How to Set Up a Remote Server for Unity ML-Agents Training

In my previous post, we covered how to set up a local machine to train agents using ML-Agents. However, running everything locally isn’t the only—or always the best—way to handle training.

In my specific case, my main work computer doesn’t have an NVIDIA graphics card. This means I can’t take advantage of CUDA acceleration, which significantly speeds up training. However, I do have an older machine equipped with a NVIDIA GeForce GTX 1060 6GB that does support CUDA.

I decided to repurpose this hardware to build a dedicated agent training lab. Here is how I did it.

Prerequisites

First, you need to configure the environment on your remote machine by following the steps in my previous installation guide.

Once the environment is ready, we can start training. However, since the ML-Agents environment usually expects to communicate with a local Unity Editor, we have two distinct methods to bridge the gap.

Method 1: SSH Tunneling

This is the most direct option. It effectively tricks Unity into thinking the training process is running locally by tunneling the connection to the remote server.

To do this, start the mlagents-learn process on your remote server. Then, on the local machine where the Unity Editor is running, open a terminal and execute the following command:


ssh -L 5004:localhost:5004 root@192.168.1.15

(Replace the IP address with your server’s actual IP)

Training command starting

Once the tunnel is established and the remote trainer is listening, press Play in the Unity Editor on your local machine.

Logs of a training session in progress

The Downside: While simple to set up, this method has a significant drawback: Network Latency. The constant data exchange between your local Unity Editor and the remote server can introduce lag, which often negates the performance gains you would get from using the remote GPU.

Because of this, I recommend the second method.

Method 2: Running a Headless Build (Recommended)

This method involves a few extra steps, but it isolates the process entirely on the server, removing network latency from the equation. We will build the game for Linux, upload it, and run it “headless” (without a graphical interface).

Step 1: Build for Linux

In Unity, we need to create a standalone executable for the server’s OS (usually Linux).

Go to File -> Build Profiles.
Select Linux (If the module isn’t installed, add it via Unity Hub).
Click Build.

Step 2: Upload to Server

Once built, zip the files. You can upload them to your server using SCP or your preferred file transfer tool.

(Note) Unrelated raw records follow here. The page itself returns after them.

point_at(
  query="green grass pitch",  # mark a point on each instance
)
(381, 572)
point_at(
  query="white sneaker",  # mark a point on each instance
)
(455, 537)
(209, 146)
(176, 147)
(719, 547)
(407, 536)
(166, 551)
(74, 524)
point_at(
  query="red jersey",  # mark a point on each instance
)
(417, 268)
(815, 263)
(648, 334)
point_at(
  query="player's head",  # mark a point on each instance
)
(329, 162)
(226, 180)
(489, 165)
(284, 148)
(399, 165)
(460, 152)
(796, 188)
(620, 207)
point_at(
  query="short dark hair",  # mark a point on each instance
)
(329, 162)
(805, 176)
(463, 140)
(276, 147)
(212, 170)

scp MyLinuxBuild.zip username@your_server_ip:/home/username/

Step 3: Unzip and Permissions

On the server, unzip the build and ensure the executable has permission to run.


unzip MyLinuxBuild.zip -d MyGameDir
chmod +x MyGame.x86_64

Step 4: Run the Training

Now we can start the training. We need to point ML-Agents to our built executable and use the --no-graphics flag so it doesn’t try to render visuals on a server that likely lacks a display.


mlagents-learn trainer_config.yaml --env=./MyAgentEnv/MyGame --run-id=ServerRun_01 --no-graphics

Tip: I highly recommend using a terminal multiplexer like tmux or screen. If you are running a long training session and your SSH connection drops, your training process will die. Using tmux allows the session to persist in the background even if you disconnect.

Results and Conclusion

The main advantage of Method 2 is that it leverages the remote GPU’s raw performance without network bottlenecks.

Once training is complete, you can check the results and view them using TensorBoard:


tensorboard --logdir results --bind_all

Tip: Use —bind_all to allow external connections to TensorBoard

Is it worth it?

In my specific test case, the gains were modest.

Local (CPU): ~33 minutes for 2.000.000 steps.

Local CPU session results graph

Remote (Old GPU): ~27 minutes for 2.000.000 steps.

Remote GPU session results graph

While a 6-minute saving might not seem worth the extra “overhead” of building and uploading, keep in mind that I am using very old hardware. The real value here is the workflow. This exact method applies if you rent a high-performance cloud server for a few hours. In that scenario, the time difference would be noticeable.

I plan to test this workflow on more powerful hardware soon to see the true potential of remote training.